Захаживали к нам еще Вяхиревы, Юрий Петрович, папашин однокашник по Владивостоку, и Ирина Ивановна, актриса. Ее сыну Лешке было тогда лет десять, а мне 11—12. Теперь Алексей Некипелов великий актер, уровня Фрейндлих, но по пьяни далее Севастопольского ТЮЗа и Старого Оскола не прогремел. С Ириной же Ивановной мы и сейчас подружки.

Итак, живем мы на Коммунальной в двух комнатах: в одной родители с Мишкой, в другой — мы с бабушкой. Полы паркетные, стены с обоями, но квартира казенная, и до нас там жили люди.

Вдруг на брате появляются красные пятна величиной с пятак. Ну, все в панике, аллергия — семь пружин, папаша делает вручную кварцевую лампу — вон она стоит, я до сих пор кварцую загриппованные помещения.

Но однажды с брательника снимают клопа! Полундра, объявлен крестовый поход. Итак, безотказное средство против клопов: берется керосин, в нем разводится ДДТ (да-да!) до густоты сметаны и замазываются все дырки в стенах и плинтусах. И ни одного клопа!

Вот это ощущение старшей сестры — но речь не об этом. Мы, конечно, иногда поддирались, но по большей части жили дружно.

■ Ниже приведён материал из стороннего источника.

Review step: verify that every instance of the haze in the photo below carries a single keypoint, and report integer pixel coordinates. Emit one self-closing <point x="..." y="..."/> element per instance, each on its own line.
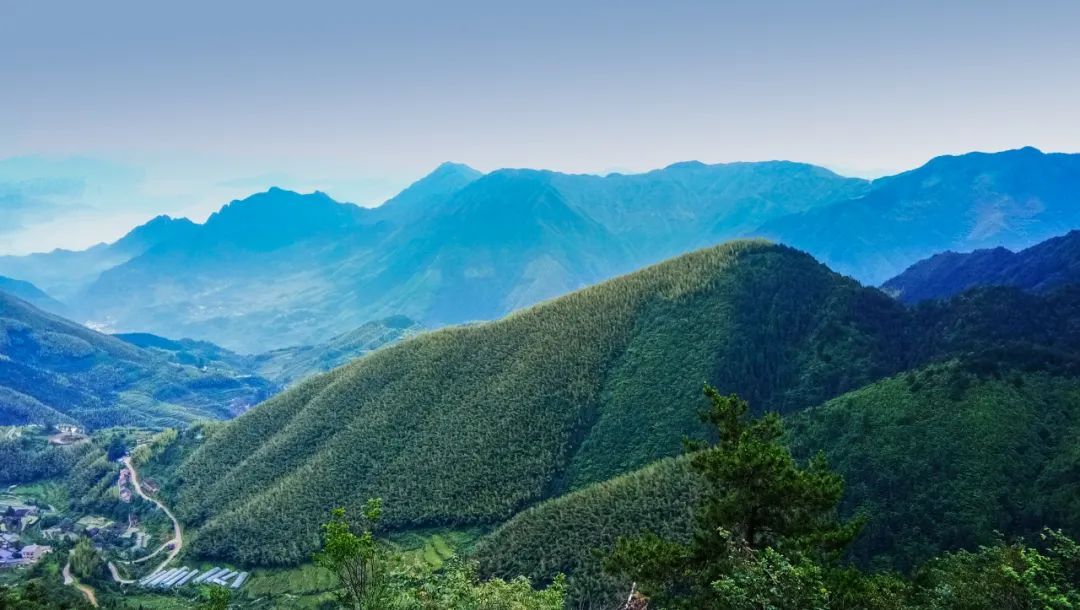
<point x="117" y="111"/>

Он был кареглазый и не на кого не похожий. Рос он ангелом, и никто ничего не подозревал, но тут я приношу из школы коклюш. У брата он осложняется воспалением легких, и мама 2 или 3 месяца носит его на руках — головкой к своей щеке. Вот тогда-то одна из врачих с удивлением, что мы этого не знаем, сказала, что у ребенка тетрада — четверной порок сердца. Студенческий, как она сказала, то есть дураку слышно. Только операция.

Через год операцию сделали в Питере. Брат умер 13 февраля 62 г. В то время неудачные операции на сердце были через две на третью.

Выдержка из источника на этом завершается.